Smart Way to do Regex // Council of Elrond

Below is a sample code that I found to get complex regex pattern instead of write it manually good example to make smaller parts first the combine to a very complex pattern.


import re

# convert the {name} test to rules in predefined format in macros
def regex_expand(macros, pattern, guarded = True):
    output = []
    pos = 0
    size = len(pattern)
    while pos < size:
        ch = pattern[pos]
        if ch == '\\':
            output.append(pattern[pos:pos + 2])
            pos += 2
            continue
        elif ch != '{':
            output.append(ch)
            pos += 1
            continue
        p2 = pattern.find('}', pos)
        if p2 < 0:
            output.append(ch)
            pos += 1
            continue
        p3 = p2 + 1
        name = pattern[pos + 1:p2].strip('\r\n\t ')
        if name == '':
            output.append(pattern[pos:p3])
            pos = p3
            continue
        elif name[0].isdigit():
            output.append(pattern[pos:p3])
            pos = p3
            continue
        elif ('<' in name) or ('>' in name):
            raise ValueError('invalid pattern name "%s"'%name)
        if name not in macros:
            raise ValueError('{%s} is undefined'%name)
        if guarded:
            output.append('(?:' + macros[name] + ')')
        else:
            output.append(macros[name])
        pos = p3
    return ''.join(output)

# given a set of rules, create rules dictionary
def regex_build(code, macros = None, capture = True):
    defined = {}
    if macros is not None:
        for k, v in macros.items():
            defined[k] = v
    line_num = 0
    for line in code.split('\n'):
        line_num += 1
        line = line.strip('\r\n\t ')
        if (not line) or line.startswith('#'):
            continue
        pos = line.find('=')
        if pos < 0:
            raise ValueError('%d: not a valid rule'%line_num)
        head = line[:pos].strip('\r\n\t ')
        body = line[pos + 1:].strip('\r\n\t ')
        if (not head):
            raise ValueError('%d: empty rule name'%line_num)
        elif head[0].isdigit():
            raise ValueError('%d: invalid rule name "%s"'%(line_num, head))
        elif ('<' in head) or ('>' in head):
            raise ValueError('%d: invalid rule name "%s"'%(line_num, head))
        try:
            pattern = regex_expand(defined, body, guarded = not capture)
        except ValueError as e:
            raise ValueError('%d: %s'%(line_num, str(e)))
        try:
            re.compile(pattern)
        except re.error:
            raise ValueError('%d: invalid pattern "%s"'%(line_num, pattern))
        if not capture:
            defined[head] = pattern
        else:
            defined[head] = '(?P<%s>%s)'%(head, pattern)
    return defined

# define a set of rules
rules = r'''
    protocol = http|https
    login_name = [^:@\r\n\t ]+
    login_pass = [^@\r\n\t ]+
    login = {login_name}(:{login_pass})?
    host = [^:/@\r\n\t ]+
    port = \d+
    optional_port = (?:[:]{port})?
    path = /[^\r\n\t ]*
    url = {protocol}://({login}[@])?{host}{optional_port}{path}?
'''

# convert above rules to dictionary
m = regex_build(rules, capture = True)

# print dictionary info
for k, v in m.items():
    print(k, '=', v)

print()

# use final rule "url" to regex a text
pattern = m['url']
s = re.match(pattern, 'https://name:pass@www.test.com:8080/abcdefg')
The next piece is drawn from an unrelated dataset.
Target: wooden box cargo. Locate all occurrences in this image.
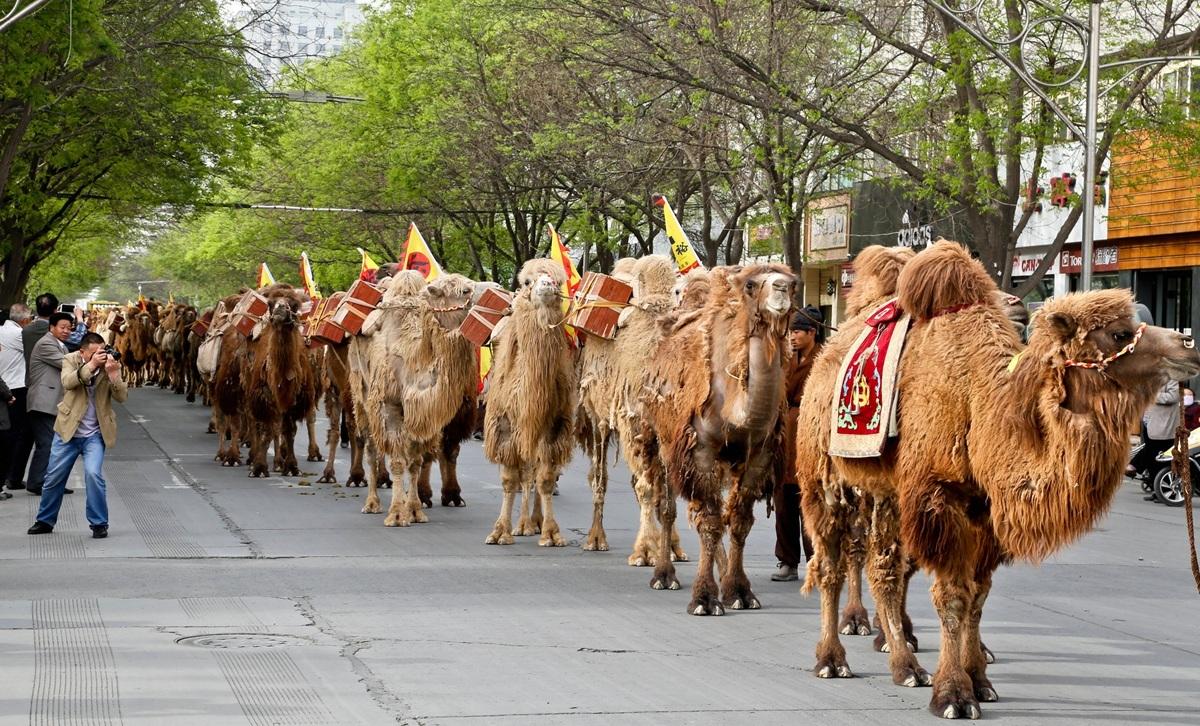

# print the complete list of matches
print('matched: "%s"'%s.group(0))
print()

# print the matched items based on rule defined names
for name in ('url', 'login_name', 'login_pass', 'host', 'port', 'path'):
    print('subgroup:', name, '=', s.group(name))

Output:

C:\Users\Administrator\AppData\Local\Programs\Python\Python311\python.exe F:\Python_Projects\Regex_Test\Regex_test.py 
protocol = (?P<protocol>http|https)
login_name = (?P<login_name>[^:@\r\n\t ]+)
login_pass = (?P<login_pass>[^@\r\n\t ]+)
login = (?P<login>(?P<login_name>[^:@\r\n\t ]+)(:(?P<login_pass>[^@\r\n\t ]+))?)
host = (?P<host>[^:/@\r\n\t ]+)
port = (?P<port>\d+)
optional_port = (?P<optional_port>(?:[:](?P<port>\d+))?)
path = (?P<path>/[^\r\n\t ]*)
url = (?P<url>(?P<protocol>http|https)://((?P<login>(?P<login_name>[^:@\r\n\t ]+)(:(?P<login_pass>[^@\r\n\t ]+))?)[@])?(?P<host>[^:/@\r\n\t ]+)(?P<optional_port>(?:[:](?P<port>\d+))?)(?P<path>/[^\r\n\t ]*)?)

matched: "https://name:pass@www.test.com:8080/abcdefg"

subgroup: url = https://name:pass@www.test.com:8080/abcdefg
subgroup: login_name = name
subgroup: login_pass = pass
subgroup: host = www.test.com
subgroup: port = 8080
subgroup: path = /abcdefg

Process finished with exit code 0